Eilish et Erin sont deux musiciennes virtuoses. Eilish vit au XVIIIe siècle, dans les bas-fonds londoniens ; c'est une traîne-misère qui gagne sa vie en jouant des verres (soit en effleurant des soucoupes produisant des notes cristallines), jusqu'à ce qu'un coup de pouce du destin la propulse chez Benjamin Franklin. L'inventeur est à la recherche de talents capables de sublimer sa dernière trouvaille, l'armonica (sans h) de verre. De son côté, Erin vit à Seattle, en 2018, dans une atmosphère d'aseptisation nostalgique ; c'est une star de l'harmonica qui a la plus grande difficulté à concilier carrière et vie privée, ayant notamment à gérer la maladie neurologique dont souffre Charlie, son génial compositeur de frère.

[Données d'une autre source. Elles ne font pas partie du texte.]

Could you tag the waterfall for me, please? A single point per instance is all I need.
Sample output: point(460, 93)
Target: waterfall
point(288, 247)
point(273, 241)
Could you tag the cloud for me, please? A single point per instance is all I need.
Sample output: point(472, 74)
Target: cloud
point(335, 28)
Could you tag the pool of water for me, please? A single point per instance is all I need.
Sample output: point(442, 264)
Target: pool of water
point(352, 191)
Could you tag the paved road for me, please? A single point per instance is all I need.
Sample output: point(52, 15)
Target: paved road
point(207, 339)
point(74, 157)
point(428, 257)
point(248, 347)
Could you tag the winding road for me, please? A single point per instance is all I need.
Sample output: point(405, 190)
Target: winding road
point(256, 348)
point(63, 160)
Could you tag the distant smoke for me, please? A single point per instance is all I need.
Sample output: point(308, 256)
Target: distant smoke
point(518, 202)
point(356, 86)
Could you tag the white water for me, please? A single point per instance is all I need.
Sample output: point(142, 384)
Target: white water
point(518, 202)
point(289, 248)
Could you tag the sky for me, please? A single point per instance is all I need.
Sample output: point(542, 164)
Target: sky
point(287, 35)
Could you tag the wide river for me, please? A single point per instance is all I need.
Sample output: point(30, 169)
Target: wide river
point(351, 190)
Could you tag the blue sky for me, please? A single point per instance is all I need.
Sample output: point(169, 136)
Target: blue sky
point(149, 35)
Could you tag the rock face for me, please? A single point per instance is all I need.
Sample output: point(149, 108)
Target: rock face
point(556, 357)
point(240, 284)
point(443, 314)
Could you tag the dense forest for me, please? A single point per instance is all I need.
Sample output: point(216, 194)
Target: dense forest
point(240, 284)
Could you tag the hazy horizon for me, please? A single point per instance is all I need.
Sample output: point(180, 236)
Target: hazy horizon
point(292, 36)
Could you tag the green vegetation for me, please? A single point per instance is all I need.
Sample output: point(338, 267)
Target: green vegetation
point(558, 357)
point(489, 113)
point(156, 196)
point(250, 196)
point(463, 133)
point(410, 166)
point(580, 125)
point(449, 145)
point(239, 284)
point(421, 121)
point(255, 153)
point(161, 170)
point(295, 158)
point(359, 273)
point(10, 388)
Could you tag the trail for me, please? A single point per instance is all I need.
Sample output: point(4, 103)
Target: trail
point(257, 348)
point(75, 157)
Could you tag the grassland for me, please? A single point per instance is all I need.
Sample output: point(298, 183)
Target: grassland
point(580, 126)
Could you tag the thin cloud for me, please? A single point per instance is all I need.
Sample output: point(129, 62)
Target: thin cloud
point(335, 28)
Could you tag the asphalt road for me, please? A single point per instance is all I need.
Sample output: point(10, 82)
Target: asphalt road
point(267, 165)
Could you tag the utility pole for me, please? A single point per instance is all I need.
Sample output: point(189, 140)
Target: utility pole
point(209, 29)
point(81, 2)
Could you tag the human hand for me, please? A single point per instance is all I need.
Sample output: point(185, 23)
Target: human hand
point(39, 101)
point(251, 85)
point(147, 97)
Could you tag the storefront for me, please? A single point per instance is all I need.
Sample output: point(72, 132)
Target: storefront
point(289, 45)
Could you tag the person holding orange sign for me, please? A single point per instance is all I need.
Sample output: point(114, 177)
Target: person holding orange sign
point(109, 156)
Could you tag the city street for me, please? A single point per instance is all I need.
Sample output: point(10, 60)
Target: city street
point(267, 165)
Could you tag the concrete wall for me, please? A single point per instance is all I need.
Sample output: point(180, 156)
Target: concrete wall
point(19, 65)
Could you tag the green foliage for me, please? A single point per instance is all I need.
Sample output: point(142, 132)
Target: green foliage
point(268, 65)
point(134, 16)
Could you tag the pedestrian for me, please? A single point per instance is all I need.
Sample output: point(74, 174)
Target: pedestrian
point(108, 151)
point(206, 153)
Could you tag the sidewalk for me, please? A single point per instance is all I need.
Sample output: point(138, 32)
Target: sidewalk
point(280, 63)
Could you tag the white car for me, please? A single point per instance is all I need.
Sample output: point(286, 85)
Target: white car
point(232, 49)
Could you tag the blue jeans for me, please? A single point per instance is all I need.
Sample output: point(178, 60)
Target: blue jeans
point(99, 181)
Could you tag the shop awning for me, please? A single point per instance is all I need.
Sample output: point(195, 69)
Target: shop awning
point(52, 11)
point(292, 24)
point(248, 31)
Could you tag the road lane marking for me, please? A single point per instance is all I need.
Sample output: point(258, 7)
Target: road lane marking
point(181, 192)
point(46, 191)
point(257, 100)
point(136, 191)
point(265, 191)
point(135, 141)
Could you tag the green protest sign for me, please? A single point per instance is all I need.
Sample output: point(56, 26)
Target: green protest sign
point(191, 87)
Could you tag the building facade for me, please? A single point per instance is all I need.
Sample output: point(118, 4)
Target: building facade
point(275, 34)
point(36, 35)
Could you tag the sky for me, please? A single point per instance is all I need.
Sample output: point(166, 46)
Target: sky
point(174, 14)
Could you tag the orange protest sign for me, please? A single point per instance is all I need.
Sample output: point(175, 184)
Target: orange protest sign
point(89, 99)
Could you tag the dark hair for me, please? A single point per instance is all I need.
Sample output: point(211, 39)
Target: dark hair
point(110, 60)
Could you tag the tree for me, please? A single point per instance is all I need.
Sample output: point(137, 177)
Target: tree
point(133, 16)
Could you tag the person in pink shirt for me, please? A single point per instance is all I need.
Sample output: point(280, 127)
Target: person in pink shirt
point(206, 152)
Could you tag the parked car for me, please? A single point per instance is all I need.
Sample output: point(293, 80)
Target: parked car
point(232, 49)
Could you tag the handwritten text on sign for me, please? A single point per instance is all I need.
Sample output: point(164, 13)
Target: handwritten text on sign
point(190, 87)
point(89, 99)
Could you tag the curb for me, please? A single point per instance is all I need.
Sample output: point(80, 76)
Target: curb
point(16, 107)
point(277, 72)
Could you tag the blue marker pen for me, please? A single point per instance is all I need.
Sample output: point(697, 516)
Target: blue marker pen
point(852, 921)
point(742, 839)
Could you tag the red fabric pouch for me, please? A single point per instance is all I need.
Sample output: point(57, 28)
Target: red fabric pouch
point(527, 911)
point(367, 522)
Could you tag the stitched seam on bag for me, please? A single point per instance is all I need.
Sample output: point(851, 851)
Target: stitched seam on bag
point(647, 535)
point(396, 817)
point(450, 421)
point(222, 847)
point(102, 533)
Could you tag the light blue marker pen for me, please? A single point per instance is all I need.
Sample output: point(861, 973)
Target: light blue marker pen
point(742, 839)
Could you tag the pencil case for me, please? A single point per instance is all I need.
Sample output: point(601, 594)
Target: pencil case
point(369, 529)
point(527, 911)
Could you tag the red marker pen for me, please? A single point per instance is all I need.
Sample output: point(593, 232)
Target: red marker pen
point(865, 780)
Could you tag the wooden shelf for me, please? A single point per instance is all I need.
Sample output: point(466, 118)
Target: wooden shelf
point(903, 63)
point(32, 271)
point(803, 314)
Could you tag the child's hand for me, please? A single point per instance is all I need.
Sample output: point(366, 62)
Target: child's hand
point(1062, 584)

L'intrigue se poursuit, aussi bien en 1792 qu'en 2018, par plages d'un ou deux chapitres. Les histoires d'Eilish et d'Erin s'enchevêtrent, les personnages du passé répondant de façon troublante à ceux du futur, dans une sorte de quête de l'accord parfait — musicothérapie du corps et des âmes.
Et le sense of wonder là-dedans ? Il repose dans ce fabuleux instrument, cet harmonica de verre dont on tente en vain d'imaginer la sonorité durant la lecture, qui relie les deux héroïnes à travers les siècles par apparitions interposées. Lien que l'auteur a voulu symbolique et métaphysique, lien qui apparaît en réalité bien artificiel, tant l'effort pour rattacher une partie du roman à la S-F est visible, par l'évocation convenue du proche avenir et les hypothétiques « connexions quantiques de l'espace-temps » qui justifient cahin-caha les intrigues parallèles — prétextes narratifs sans véritable intérêt mais qui, heureusement, ne nuisent pas au thème central illuminant le roman, à savoir la musique.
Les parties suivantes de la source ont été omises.